?Czekaliśmy na rząd, który będzie wspierał polskich przedsiębiorców. Dziś czujemy się oszukani. Podatek od handlu, który funduje nam rząd PiS, jest podatkiem zabijającym polski handel. Trudno nam uwierzyć w to, co robią rządowi urzędnicy.
Prawo i Sprawiedliwość i Pani Premier Beata Szydło wielokrotnie zapowiadali, że chcą wspierać polski handel. Mówili, że wprowadzany podatek ma wyrównać szanse polskich sklepów wobec międzynarodowych graczy. Przekonywali, że czas preferencji dla zagranicznego kapitału kosztem krajowych przedsiębiorców się skończył. I co? Ministerstwo Finansów pod kierunkiem polityka PiS Pawła Szałamachy przygotowało kolejną wersję ustawy podatkowej, która nie tylko nie powoduje żadnej ?dobrej zmiany? w konkurencji polskie sklepy kontra międzynarodowe sieci, ale spowoduje, że polskie sklepy padną. Na rynku pozostaną tylko Biedronki, Lidle, Kauflandy, Tesco itp.
Podatek za handel w weekendy uderza bardziej w małe polskie sklepy niż w hipermarkety. Ale najbardziej uderza w nie zapis o tym, że opodatkowane mają być sieci partnerskie, spółdzielcze i franczyzowe. Przynależność do sieci Społem, Lewiatan, ABC, Groszek, Delikatesy Centrum i innych pomaga przetrwać polskim prywatnym sklepom. Drobni polscy przedsiębiorcy łączą się, by móc konkurować z wielkimi międzynarodowymi sieciami dyskontów i hipermarketów. W latach 90. narzekano, że polscy sklepikarze przegrywają, bo nie umieją się zorganizować i współpracować. To była prawda, ale to się zmieniło. Polski handel nauczył się walczyć, polscy przedsiębiorcy stawili czoła o wiele większym gigantom i dzięki temu ciągle połowa polskiego handlu odbywa się w polskich sklepach. Niewiele sobie zdaje z tego sprawę, ale to europejski fenomen!

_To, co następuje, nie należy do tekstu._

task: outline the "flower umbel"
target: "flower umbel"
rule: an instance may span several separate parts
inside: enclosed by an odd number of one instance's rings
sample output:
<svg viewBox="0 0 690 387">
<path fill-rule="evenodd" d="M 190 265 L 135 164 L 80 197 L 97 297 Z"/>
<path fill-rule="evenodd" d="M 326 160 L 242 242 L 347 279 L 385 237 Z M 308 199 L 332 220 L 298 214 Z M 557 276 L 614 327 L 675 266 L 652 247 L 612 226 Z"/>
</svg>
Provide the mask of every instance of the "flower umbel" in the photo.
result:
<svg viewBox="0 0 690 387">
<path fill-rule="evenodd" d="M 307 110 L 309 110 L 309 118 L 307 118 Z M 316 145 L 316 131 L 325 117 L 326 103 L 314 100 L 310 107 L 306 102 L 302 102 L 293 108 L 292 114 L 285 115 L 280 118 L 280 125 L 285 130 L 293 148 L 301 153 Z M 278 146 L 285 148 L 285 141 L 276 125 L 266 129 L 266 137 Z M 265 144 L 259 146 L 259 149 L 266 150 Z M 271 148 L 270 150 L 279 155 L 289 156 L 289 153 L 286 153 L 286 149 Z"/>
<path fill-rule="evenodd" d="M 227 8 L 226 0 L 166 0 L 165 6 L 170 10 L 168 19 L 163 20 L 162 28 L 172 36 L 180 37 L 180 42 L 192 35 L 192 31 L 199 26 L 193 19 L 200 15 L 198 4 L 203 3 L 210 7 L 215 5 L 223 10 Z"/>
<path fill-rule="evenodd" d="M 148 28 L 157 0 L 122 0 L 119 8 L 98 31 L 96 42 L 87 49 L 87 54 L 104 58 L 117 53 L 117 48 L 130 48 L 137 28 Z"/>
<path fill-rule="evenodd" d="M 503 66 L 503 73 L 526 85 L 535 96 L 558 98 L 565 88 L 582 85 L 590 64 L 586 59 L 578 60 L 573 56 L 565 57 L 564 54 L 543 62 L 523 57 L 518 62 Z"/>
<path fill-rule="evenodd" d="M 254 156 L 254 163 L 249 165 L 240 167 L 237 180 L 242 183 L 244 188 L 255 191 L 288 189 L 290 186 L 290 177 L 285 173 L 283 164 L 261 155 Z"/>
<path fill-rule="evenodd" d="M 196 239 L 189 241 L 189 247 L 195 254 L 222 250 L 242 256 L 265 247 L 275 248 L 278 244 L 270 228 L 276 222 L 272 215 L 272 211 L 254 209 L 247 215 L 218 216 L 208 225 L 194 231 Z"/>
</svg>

Wygląda jednak na to, że partia, która obiecywała tymże przedsiębiorcom wsparcie, z nieznanych nam powodów doprowadzi do tego, że ten fenomen się skończy. Odwiedzajcie Państwo Wasze osiedlowe sklepy, bo to ostatnie chwile! Jaki będzie scenariusz? Przynależność do sieci stanie się nieopłacalna, bo za sam fakt przynależności do niej trzeba będzie płacić państwu podatek. Marże w tychże sklepach są niewielkie, sklepikarze nie są bogaczami, więc ten podatek sprawi, że biznes przestanie się opłacać. Będą mieć dwa wyjścia: zamknąć sklep od razu albo wystąpić z sieci. Wtedy będą działać całkowicie na własną rękę, stracą możliwości marketingowe i możliwości kupowania towarów od jednego hurtownika po niższych cenach. Wyobraźcie sobie wafel Prince Polo, który zostaje opakowany w białą folię. Kto go kupi ? Kto będzie wiedział co jest pod folią? Czy wtedy wygra walkę ze Snickersem ? Tak samo wygląda sytuacja polskich sklepów zrzeszonych pod jedną marką. Na koniec polskie sklepy padną a na wszystkich polskich osiedlach zostaną tylko międzynarodowe dyskonty. Rząd dostanie od nich podatek i będzie zadowolony. Czy o to chodziło Prawu i Sprawiedliwości? Pytamy wszystkich posłów, członków i sympatyków tej partii? Tego chcieliście? Jesteśmy bardzo rozgoryczeni.
Nie zostawimy tego. Będziemy walczyć. Nasza Izba zrzesza właścicieli ponad 30 tysięcy polskich sklepów. Każdy z nich pozwala żyć kilku polskim rodzinom. To jest armia ludzi. Nie chcemy walczyć z tym rządem, ale nie mamy wyjścia!?
Czy nie mówiłem, że ?pis-y? to farbowane lisy? Niestety, miałem rację.